Every teacher, at some point, wonders why the heck they signed up to be a teacher.

Endless paperwork, class after class of kids who want you to prove to them why they should learn what you’re offering, colleagues who just want to pick up a paycheck, bosses who just want to nail you to the floor and keep you pumping out project after project so they can tick their boxes, hours-long meetings where the pertinent remarks could have been communicated in a 5-line email, the feeling that you’re re-creating something that’s been done a thousand times before – if you could just find it, the knowledge that no matter how much you get done, you could always do more… there are a lot of reasons why teaching can drive you nuts.

However, it has enough redeeming features to constantly remind us why we’re here. Once you get through those first gruelling years where it seems everything you do is wrong and everything you try is futile, you begin to notice things – that you’ve gone 3 weeks without a confrontation in your classroom, that you’ve managed to get your program done by the first week of the school holidays instead of the first week of school, that when you’re creating a unit you’re going, ‘oh, I’ve got something for that somewhere,’ instead of,’ okay, where the heck will I find information on that?’ and that you can’t remember when you last said to someone, ‘why am I doing this, again?’ And everyone has asked that, at some point.

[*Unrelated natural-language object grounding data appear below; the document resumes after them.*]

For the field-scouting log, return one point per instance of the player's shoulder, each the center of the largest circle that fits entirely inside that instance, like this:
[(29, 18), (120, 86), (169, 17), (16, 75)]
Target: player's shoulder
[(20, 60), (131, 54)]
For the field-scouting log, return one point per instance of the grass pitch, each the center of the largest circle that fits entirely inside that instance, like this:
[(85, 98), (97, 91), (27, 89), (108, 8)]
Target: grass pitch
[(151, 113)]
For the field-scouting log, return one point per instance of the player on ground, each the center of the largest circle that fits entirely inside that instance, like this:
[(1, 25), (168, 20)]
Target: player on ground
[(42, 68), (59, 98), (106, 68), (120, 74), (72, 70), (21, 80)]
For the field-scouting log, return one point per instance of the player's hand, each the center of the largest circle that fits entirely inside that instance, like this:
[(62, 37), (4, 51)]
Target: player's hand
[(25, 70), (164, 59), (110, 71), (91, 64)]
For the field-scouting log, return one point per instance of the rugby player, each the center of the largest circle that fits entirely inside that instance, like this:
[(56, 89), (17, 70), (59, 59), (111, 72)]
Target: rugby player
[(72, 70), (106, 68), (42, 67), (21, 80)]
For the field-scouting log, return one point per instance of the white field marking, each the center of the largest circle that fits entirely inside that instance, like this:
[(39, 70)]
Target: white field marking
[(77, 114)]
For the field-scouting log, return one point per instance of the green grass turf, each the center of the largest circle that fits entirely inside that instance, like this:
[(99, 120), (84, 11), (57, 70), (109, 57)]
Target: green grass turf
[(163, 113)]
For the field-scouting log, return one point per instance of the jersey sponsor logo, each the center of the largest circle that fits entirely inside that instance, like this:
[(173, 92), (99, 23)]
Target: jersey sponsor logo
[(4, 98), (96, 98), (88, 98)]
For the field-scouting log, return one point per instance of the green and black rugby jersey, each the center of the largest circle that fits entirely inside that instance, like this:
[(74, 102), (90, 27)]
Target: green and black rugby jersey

So why are you doing your job?

Why am I doing this? Well, I’m lucky. Because I was never one of those people who ‘knew’ what they wanted to do. But teaching chased me until I gave in, and every time I’ve tried something different, I’ve hated it. Teaching’s got a lot to offer – changing loads to keep you from getting bored, short face-to-face hours to protect sanity, lots of resources – even if you have to go hunting for them sometimes, flexible programs and plans, and the choice of how you run your room and interact with your students. Sure, we could be paid more – we will, after all, make the next 3-4 generations of kids in this country into useful and viable citizens who will eventually run the place themselves – but at the end of the day, if we can keep our heads in the right space, there are plenty of reasons to feel satisfied with what we do.